The American Association of Retired Persons published an article in the July 2011 Edition of it’s magazine about the “4 Surgeries” to avoid.
It immediately caught my attention because one of my roles in the clinic is advocating for safe and effective non-surgical treatments for back pain, disc pain, stenosis, and sciatica.
When I opened up the article I saw that one of the surgeries they were warning their members to avoid was a surgery called Spinal Fusion for Spinal Stenosis.
This is a very common surgery for chronic back pain, disc pain, and sciatica. I come in contact with patients everyday suffering from both the complications of the spinal fusion surgery and also just complete failure of the surgery to provide any relief for their back or leg pain.
For those of you unfamiliar with spinal fusion, a surgeon places bone grafts that “weld” two or more vertebrae together to prevent motion and stop pain. It is extremely invasive.

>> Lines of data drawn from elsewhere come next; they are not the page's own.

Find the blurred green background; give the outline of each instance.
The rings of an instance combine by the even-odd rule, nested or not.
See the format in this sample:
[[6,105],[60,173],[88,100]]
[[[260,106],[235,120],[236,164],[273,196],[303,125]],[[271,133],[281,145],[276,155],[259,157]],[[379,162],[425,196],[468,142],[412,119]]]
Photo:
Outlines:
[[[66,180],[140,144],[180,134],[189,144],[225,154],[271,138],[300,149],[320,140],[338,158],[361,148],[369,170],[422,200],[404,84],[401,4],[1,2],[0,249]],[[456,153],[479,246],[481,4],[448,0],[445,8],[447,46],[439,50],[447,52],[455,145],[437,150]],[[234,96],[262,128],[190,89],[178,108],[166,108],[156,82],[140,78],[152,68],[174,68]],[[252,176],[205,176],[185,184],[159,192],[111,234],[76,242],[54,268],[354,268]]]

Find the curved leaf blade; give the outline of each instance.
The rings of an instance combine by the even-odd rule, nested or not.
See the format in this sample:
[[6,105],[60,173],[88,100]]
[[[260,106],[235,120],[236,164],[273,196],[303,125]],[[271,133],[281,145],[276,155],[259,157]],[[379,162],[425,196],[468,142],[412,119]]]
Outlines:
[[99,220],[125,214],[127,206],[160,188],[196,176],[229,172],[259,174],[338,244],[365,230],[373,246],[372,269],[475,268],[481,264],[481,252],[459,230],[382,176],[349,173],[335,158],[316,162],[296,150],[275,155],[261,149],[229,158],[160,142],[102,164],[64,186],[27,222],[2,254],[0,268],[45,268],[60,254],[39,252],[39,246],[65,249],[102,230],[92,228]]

A recent study of medicare patients showed that the number of Spinal Fusion surgery had increased 1,400 percent between 2002 and 2007 although the risks associated with this surgery are very high.
Risks associated with spinal fusion surgery include:
- patients who undergo the surgery are three times more likely to suffer life-threatening complications than those who underwent less invasive surgery.
- most fusion patients experience no more relief from their chronic back pain than those who had physical and behavioral therapy.
- “There is even some evidence that [complex fusion surgery] is worse than other surgeries,” says Floyd J. Fowler Jr., Ph.D., senior scientific advisor for the Foundation for Informed Medical Decision Making (FIMDM). “The vertebrae right above and below the fusion have to do a lot more bending, and it puts stress on your back above and below.”
According to Arnold Weil, M.D., clinical assistant professor of rehabilitation medicine at Emory University School of Medicine in Atlanta, “probably less than 5 percent of all back pain requires surgery.”
Surgery is a last resort and given all of the risks this type of surgery shouldn’t be an option at all.